Can Neuroscience Predict How Likely Someone Is to Commit Another Crime?

Researchers propose using brain imaging technology to improve risk assessments—tools to help courts determine appropriate sentencing, probation, and parole. It’s controversial to say the least.

By Andrew R. Calderón –

Gavel and person.

Roy Scott/Getty Images.

(This story was published in partnership with The Marshall Project, a nonprofit newsroom covering the US criminal justice system.)

In 1978, Thomas Barefoot was convicted of killing a police officer in Texas. During the sentencing phase of his trial, the prosecution called two psychiatrists to testify about Barefoot’s “future dangerousness,” a capital-sentencing requirement that asked the jury to determine if the defendant posed a threat to society.

The psychiatrists declared Barefoot a “criminal psychopath,” and warned that whether he was inside or outside a prison, there was a “one hundred percent and absolute chance” that he would commit future acts of violence that would “constitute a continuing threat to society.” Informed by these clinical predictions, the jury sentenced Barefoot to death.

Although such psychiatric forecasting is less common now in capital cases, a battery of risk assessment tools has since been developed that aims to help courts determine appropriate sentencing, probation, and parole. Many of these risk assessments use algorithms to weigh personal, psychological, historical, and environmental factors to make predictions of future behavior. But it is an imperfect science, beset by accusations of racial bias and false positives.

Now a group of neuroscientists at the University of New Mexico propose to use brain imaging technology to improve risk assessments.
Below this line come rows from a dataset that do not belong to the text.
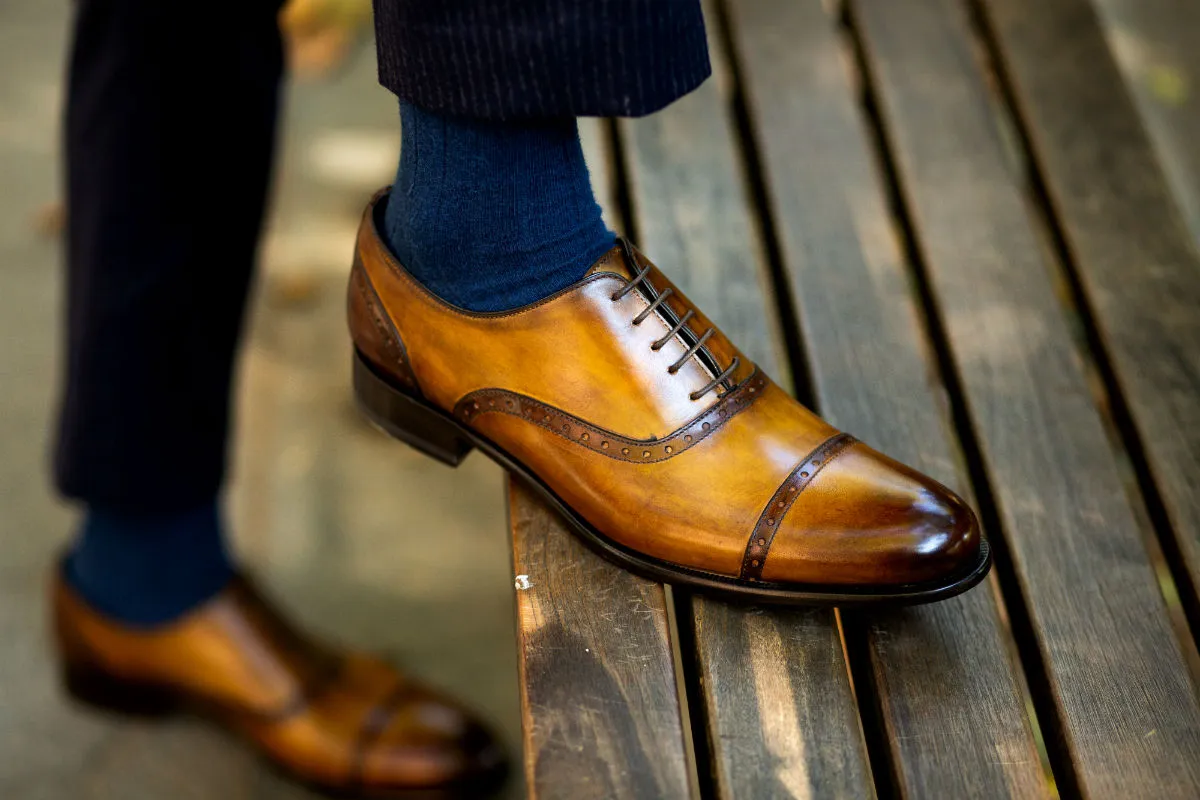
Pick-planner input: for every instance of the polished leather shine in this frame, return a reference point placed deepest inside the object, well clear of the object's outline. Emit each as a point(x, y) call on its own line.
point(347, 722)
point(690, 485)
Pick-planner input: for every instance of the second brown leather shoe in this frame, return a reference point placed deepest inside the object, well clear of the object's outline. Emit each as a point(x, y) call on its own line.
point(665, 447)
point(345, 722)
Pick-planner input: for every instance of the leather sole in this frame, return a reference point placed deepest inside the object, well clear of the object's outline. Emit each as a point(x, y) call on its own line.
point(437, 434)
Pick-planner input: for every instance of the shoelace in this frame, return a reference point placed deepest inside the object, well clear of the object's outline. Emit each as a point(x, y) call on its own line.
point(640, 277)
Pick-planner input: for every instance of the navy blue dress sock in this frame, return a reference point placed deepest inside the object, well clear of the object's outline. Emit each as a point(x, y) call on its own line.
point(491, 216)
point(149, 570)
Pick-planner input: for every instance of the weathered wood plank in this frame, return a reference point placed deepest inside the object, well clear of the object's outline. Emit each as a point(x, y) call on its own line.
point(947, 689)
point(1157, 47)
point(774, 683)
point(599, 699)
point(598, 685)
point(1134, 258)
point(1122, 703)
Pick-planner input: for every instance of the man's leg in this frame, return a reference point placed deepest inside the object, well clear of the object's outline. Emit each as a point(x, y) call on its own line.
point(169, 131)
point(663, 444)
point(492, 206)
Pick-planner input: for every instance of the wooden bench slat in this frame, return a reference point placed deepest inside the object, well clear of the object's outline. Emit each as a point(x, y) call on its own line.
point(953, 714)
point(1134, 258)
point(1122, 703)
point(1155, 43)
point(774, 684)
point(599, 699)
point(598, 683)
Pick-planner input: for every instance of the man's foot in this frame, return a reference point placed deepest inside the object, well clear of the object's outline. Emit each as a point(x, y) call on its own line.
point(345, 722)
point(664, 446)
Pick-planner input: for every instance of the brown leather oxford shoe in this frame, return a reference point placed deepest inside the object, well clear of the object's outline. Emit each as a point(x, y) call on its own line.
point(345, 722)
point(664, 446)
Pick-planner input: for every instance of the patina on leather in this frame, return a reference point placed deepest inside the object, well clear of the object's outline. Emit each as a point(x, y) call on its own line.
point(641, 416)
point(347, 722)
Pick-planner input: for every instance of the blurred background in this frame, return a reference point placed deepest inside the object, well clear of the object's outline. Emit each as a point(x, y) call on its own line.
point(330, 515)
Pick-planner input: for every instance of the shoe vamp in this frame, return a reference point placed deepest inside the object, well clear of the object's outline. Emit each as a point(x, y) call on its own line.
point(696, 507)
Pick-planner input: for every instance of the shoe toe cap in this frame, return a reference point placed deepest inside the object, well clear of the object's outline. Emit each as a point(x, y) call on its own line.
point(429, 741)
point(867, 519)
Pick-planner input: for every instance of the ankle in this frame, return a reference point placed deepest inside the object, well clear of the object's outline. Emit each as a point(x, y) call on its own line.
point(492, 216)
point(149, 569)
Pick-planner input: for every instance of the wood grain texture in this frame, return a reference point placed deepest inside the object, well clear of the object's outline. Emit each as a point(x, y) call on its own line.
point(1134, 258)
point(947, 690)
point(1125, 708)
point(598, 684)
point(775, 687)
point(1156, 46)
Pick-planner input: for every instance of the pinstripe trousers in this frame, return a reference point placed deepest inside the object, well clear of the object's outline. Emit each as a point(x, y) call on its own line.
point(169, 139)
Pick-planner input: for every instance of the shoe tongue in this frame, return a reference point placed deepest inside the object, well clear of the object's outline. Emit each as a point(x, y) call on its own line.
point(613, 262)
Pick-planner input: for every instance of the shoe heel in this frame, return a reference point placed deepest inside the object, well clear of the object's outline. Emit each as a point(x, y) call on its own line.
point(96, 690)
point(406, 417)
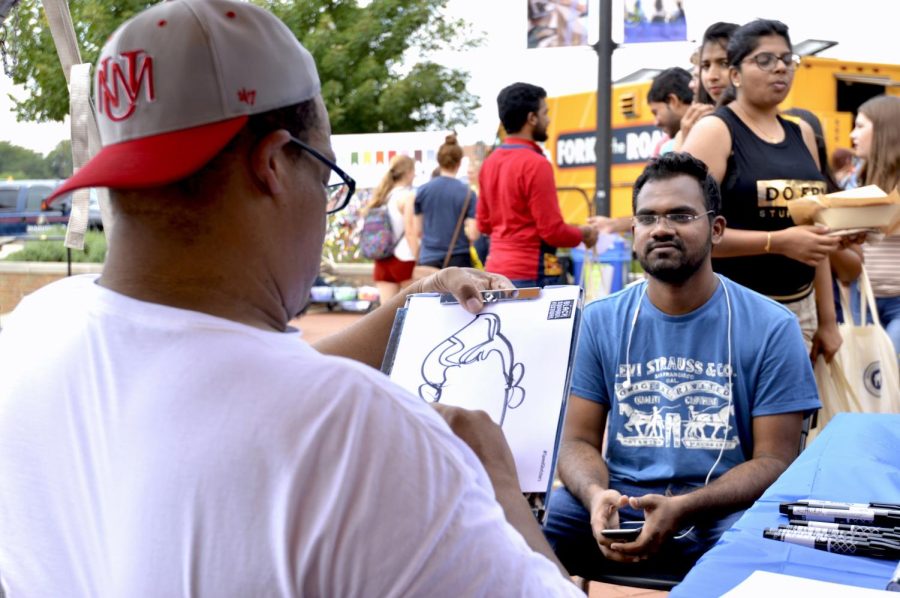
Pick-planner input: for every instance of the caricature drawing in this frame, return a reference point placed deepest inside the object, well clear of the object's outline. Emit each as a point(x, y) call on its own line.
point(475, 368)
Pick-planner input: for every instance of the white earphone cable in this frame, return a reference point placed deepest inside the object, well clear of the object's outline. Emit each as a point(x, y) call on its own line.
point(730, 373)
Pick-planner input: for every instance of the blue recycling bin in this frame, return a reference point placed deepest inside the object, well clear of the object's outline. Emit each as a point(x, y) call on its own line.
point(618, 255)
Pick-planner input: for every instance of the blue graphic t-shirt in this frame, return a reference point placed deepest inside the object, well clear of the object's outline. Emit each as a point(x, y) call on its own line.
point(669, 418)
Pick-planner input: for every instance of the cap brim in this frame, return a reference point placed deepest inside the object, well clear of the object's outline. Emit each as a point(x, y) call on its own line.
point(153, 161)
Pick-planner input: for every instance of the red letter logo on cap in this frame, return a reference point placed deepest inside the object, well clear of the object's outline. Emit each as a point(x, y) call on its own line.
point(130, 72)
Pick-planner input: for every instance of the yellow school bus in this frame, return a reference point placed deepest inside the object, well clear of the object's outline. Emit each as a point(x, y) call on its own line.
point(830, 88)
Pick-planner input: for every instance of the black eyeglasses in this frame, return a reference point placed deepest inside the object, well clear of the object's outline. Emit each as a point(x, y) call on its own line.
point(340, 185)
point(673, 219)
point(767, 60)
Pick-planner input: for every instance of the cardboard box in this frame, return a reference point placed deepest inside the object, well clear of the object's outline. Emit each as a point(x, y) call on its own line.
point(867, 208)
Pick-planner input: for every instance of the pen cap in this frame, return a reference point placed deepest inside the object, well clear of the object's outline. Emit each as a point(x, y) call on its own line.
point(894, 584)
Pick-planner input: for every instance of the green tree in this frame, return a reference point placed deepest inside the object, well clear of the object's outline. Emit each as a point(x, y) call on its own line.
point(59, 160)
point(20, 163)
point(360, 51)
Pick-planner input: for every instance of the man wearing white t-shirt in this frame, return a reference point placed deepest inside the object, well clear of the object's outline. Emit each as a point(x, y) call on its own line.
point(164, 433)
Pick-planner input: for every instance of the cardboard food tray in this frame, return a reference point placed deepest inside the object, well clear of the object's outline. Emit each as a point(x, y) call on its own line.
point(863, 208)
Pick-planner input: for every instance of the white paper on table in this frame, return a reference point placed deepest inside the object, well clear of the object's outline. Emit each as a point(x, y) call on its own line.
point(514, 353)
point(766, 583)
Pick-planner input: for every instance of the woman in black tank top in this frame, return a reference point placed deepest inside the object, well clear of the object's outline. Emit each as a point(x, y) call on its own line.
point(763, 162)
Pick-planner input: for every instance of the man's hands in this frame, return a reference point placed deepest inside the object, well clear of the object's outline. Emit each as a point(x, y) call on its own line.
point(827, 340)
point(805, 243)
point(662, 515)
point(465, 284)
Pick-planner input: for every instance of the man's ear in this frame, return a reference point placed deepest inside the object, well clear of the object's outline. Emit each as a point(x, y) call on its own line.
point(734, 76)
point(268, 162)
point(718, 229)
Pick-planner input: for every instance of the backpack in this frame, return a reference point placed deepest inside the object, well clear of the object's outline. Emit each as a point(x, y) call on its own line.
point(376, 241)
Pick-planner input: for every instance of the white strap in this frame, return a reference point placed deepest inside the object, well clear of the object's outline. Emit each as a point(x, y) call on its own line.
point(867, 297)
point(85, 135)
point(866, 301)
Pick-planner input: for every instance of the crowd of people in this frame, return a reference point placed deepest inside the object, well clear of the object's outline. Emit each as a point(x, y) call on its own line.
point(178, 437)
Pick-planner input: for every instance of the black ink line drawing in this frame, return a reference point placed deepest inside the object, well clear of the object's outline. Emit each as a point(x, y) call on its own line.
point(474, 343)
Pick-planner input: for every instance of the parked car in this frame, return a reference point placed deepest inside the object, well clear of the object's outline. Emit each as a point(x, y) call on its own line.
point(23, 205)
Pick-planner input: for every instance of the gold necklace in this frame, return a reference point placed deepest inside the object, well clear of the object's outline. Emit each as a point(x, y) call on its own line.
point(754, 126)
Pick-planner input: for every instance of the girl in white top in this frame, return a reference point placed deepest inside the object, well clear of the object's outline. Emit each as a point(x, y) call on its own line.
point(395, 190)
point(876, 139)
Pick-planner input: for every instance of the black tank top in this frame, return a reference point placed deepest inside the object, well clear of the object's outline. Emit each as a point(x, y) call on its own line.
point(760, 179)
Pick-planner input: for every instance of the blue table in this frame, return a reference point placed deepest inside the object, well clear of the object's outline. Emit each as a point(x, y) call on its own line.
point(856, 458)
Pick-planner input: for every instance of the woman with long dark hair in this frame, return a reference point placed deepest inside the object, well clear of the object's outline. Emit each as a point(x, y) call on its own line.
point(395, 191)
point(714, 79)
point(763, 162)
point(439, 208)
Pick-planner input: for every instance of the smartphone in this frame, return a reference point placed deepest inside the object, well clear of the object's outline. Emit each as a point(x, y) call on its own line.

Kent Kiehl, a professor of psychology, neuroscience, and the law at the University of New Mexico, says that by measuring brain structure and activity they might better predict the probability an individual will offend again.
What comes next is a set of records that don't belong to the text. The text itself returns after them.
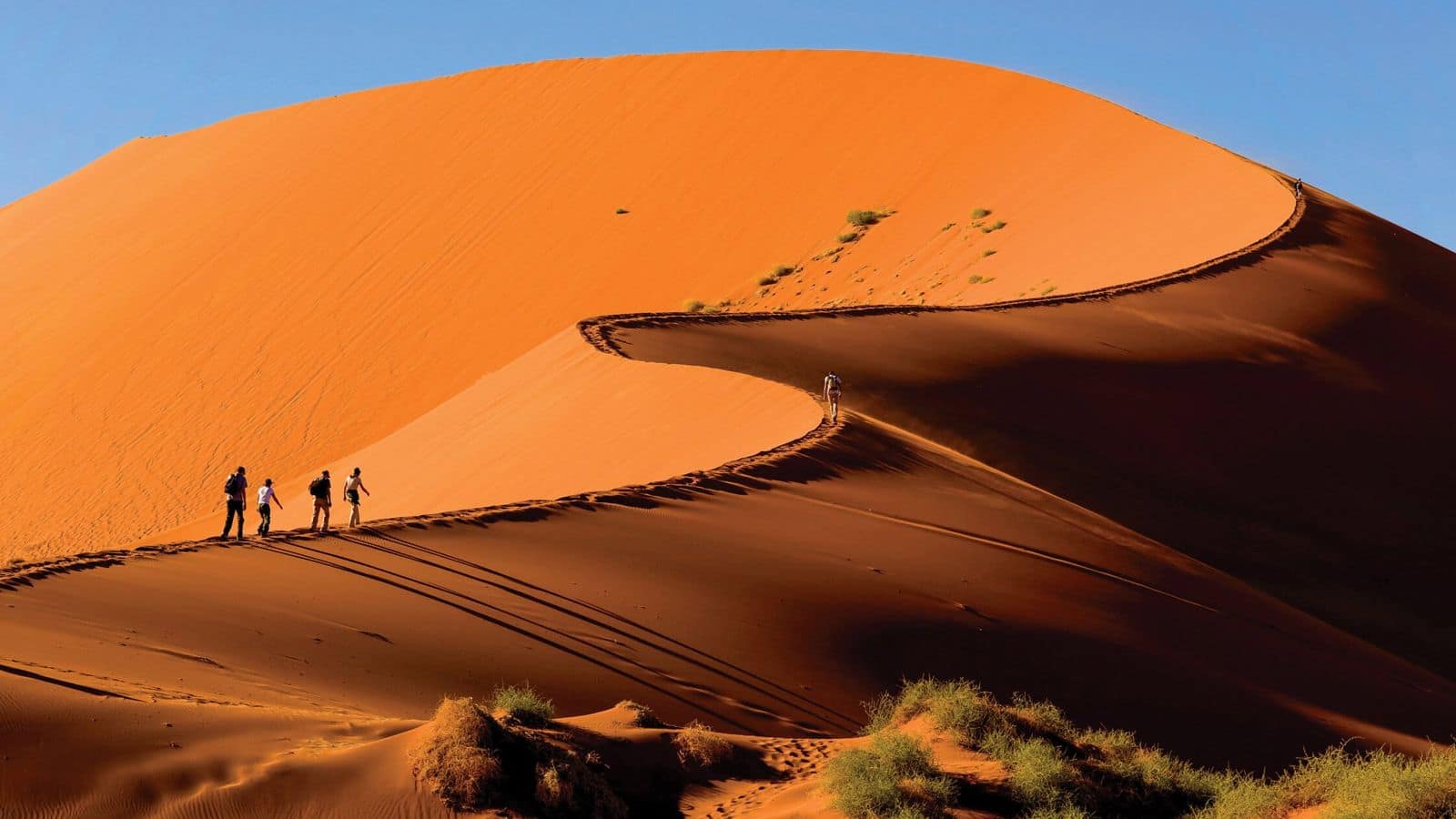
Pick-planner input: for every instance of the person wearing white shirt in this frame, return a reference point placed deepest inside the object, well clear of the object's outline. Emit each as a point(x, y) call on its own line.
point(353, 486)
point(266, 499)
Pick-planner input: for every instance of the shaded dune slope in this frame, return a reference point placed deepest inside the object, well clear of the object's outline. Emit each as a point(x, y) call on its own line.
point(776, 592)
point(1273, 416)
point(288, 288)
point(1165, 504)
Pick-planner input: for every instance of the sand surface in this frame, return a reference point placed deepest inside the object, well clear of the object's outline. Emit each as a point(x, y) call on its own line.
point(288, 288)
point(1187, 490)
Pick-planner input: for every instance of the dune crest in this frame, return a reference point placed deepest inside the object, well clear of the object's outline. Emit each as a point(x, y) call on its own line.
point(293, 286)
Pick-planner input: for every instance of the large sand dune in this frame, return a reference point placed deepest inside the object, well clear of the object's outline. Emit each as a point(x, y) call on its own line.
point(1194, 497)
point(290, 288)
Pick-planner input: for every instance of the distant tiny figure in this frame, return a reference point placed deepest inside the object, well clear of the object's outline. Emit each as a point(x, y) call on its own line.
point(834, 387)
point(266, 499)
point(351, 493)
point(235, 489)
point(322, 491)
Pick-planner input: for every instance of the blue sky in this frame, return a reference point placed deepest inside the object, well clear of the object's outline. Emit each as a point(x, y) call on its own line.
point(1354, 96)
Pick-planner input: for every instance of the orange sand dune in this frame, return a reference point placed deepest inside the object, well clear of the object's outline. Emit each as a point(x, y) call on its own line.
point(560, 420)
point(1205, 508)
point(288, 288)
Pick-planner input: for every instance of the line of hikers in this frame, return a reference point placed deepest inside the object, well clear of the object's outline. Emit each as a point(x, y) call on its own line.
point(320, 490)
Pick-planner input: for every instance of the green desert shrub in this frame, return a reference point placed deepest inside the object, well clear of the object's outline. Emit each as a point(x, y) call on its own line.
point(895, 775)
point(523, 703)
point(1375, 783)
point(1038, 774)
point(865, 217)
point(641, 716)
point(701, 745)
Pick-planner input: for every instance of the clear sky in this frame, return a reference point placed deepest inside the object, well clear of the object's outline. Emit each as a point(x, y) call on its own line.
point(1354, 96)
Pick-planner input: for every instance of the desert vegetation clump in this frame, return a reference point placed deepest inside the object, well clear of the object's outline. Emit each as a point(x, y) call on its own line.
point(523, 703)
point(1060, 770)
point(865, 217)
point(473, 763)
point(456, 756)
point(774, 276)
point(640, 716)
point(701, 745)
point(895, 775)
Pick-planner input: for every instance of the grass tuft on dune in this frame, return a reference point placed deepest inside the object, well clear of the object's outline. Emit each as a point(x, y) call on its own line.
point(1057, 768)
point(523, 704)
point(701, 745)
point(473, 763)
point(456, 758)
point(895, 775)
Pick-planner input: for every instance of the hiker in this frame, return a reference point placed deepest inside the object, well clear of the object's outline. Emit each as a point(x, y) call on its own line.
point(235, 490)
point(322, 491)
point(834, 387)
point(351, 493)
point(266, 499)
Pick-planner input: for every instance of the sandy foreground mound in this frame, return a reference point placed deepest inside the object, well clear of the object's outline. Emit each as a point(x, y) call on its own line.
point(1200, 508)
point(288, 288)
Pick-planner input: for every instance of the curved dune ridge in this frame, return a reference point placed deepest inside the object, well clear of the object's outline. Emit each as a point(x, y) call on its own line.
point(1143, 494)
point(288, 288)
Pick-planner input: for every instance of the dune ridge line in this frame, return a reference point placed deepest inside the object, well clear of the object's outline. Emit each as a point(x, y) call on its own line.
point(744, 472)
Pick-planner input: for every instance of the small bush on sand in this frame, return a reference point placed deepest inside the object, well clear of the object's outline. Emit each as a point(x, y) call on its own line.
point(456, 756)
point(1376, 783)
point(895, 775)
point(865, 217)
point(699, 745)
point(1040, 774)
point(641, 716)
point(523, 703)
point(475, 763)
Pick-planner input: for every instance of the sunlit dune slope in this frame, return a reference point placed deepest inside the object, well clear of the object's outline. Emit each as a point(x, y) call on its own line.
point(560, 420)
point(1280, 417)
point(286, 288)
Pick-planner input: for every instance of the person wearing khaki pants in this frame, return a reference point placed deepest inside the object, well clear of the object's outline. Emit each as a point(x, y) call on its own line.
point(322, 491)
Neuroprediction, as it has been dubbed, evokes uneasy memories of a time when phrenologists used body proportions to make pronouncements about a person’s intelligence, virtue, and—in its most extreme iteration—racial inferiority.

Yet predicting likely human behavior based on algorithms is a fact of modern life, and not just in the criminal justice system. After all, what is Facebook if not an algorithm for calculating what we will like, what we will do, and who we are?

In a recent study, Kiehl and his team set out to discover whether brain age—an index of the volume and density of gray matter in the brain—could help predict re-arrest.

Age is a key factor of standard risk assessments. On average, defendants between 18 to 25 years old are considered more likely to engage in risky behavior than their older counterparts. Even so, chronological age, wrote the researchers, may not be an accurate measure of risk.

The advantage of brain age over chronological age is its specificity. It accounts for “individual differences” in brain structure and activity over time, which have an impact on decision-making and risk-taking.

After analyzing the brain scans of 1,332 New Mexico and Wisconsin men and boys —ages 12 to 65—in state prisons and juvenile facilities, the team found that by combining brain age and activity with psychological measures, such as impulse control and substance dependence, they could accurately predict re-arrest in most cases.

The brain age experiment built on the findings from research Kiehl had conducted in 2013, which demonstrated that low activity in a brain region partially responsible for inhibition seemed more predictive of re-arrest than the behavioral and personality factors used in risk assessments.

“This is the largest brain age study of its kind,” Kiehl says, and the first time that brain age was shown to be useful in the prediction of future antisocial behavior.

In the study, subjects lie inside an MRI scanner as a computer sketches the peaks and troughs of their brains to construct a profile. With hundreds of brain profiles, the researchers can train algorithms to look for unique patterns.